Once Laurent made his way back to Arles it wasn’t long before the Akielon ambassador returned as well, following the news of the miraculous survival of Prince Damianos and his ascension after his father’s death. Two of the kyroi had been executed for treason along with a dozen minor nobles, something that seemed to delight the court of Vere. The lords and ladies of Arles had never expected that Akielon nobility would be capable of elaborate political intrigues, and when Lady Jokaste arrived she found herself at the centre of a flurry of renewed attention.

The first time Laurent spoke to her after her return from Ios, Jokaste fixed him with a knowing look.

“Would you also enjoy the latest gossip, Your Majesty?” she asked, and Laurent scoffed.

“Not really, no.”

“Not that you need it. I suppose,” she said, slowly, “that you have your own report waiting for you.”

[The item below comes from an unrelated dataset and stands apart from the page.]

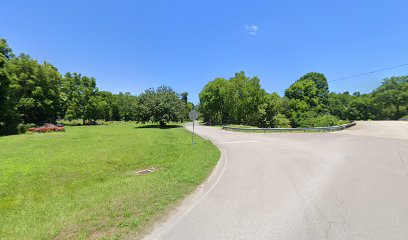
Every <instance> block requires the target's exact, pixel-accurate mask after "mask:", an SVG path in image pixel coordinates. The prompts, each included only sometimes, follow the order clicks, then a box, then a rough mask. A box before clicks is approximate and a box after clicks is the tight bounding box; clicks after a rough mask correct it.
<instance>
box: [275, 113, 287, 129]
mask: <svg viewBox="0 0 408 240" xmlns="http://www.w3.org/2000/svg"><path fill="white" fill-rule="evenodd" d="M272 122H273V127H275V128H290V127H291V125H290V120H289V119H287V118H286V117H285V115H283V114H281V113H278V114H276V115H275V116H274V117H273V119H272Z"/></svg>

And she handed Laurent a letter.

The missive was thick, the seal royal Akielon red imprinted with the lion’s head that was on Damianos’s pin. It burned in Laurent’s pocket all evening, heavy with the weight of all the words that hadn’t yet been spoken between them, and when he opened it in the privacy of his quarters he couldn’t suppress a stupid smile.

—

The next time Laurent visited Acquitart for the summer, one year later, Damen was there. He’d arrived the night before from Marlas, and rode out to meet Laurent early in the morning so that they might travel the last of the road side by side.

The path was flanked by short trees and heavy with dust. Laurent stopped their horses on the side of the road at a secluded curve, out of sight from his retinue, and tugged the neck of Damen’s tunic down so he could kiss him. The sun was warm on his skin, and the sensation of their bodies pressed together made him shudder.

“I missed you,” he breathed into the kiss. “I thought — I hated the last few miles.” And then, teasing, as he always said, “Did you think of me?”

Damen’s eyes were bright as he spoke, a familiar reply, and Laurent laughed. “Laurent,” he said, against his lips. “I dreamed of you.”

And he kissed him again.

**Notes for the Chapter:**

> If anyone is wondering, I intended the dream visions as a sort of soulmate thing. Both Damen and Laurent had dreams of their canon selves, though there were differences in when the dreams started happening and what they each saw. The dream where Damen heard Laurent say he was dead, which prompted him to seek Laurent out, was the only dream they both shared. It's definitely a lot of thought for something that hardly made it into the fic!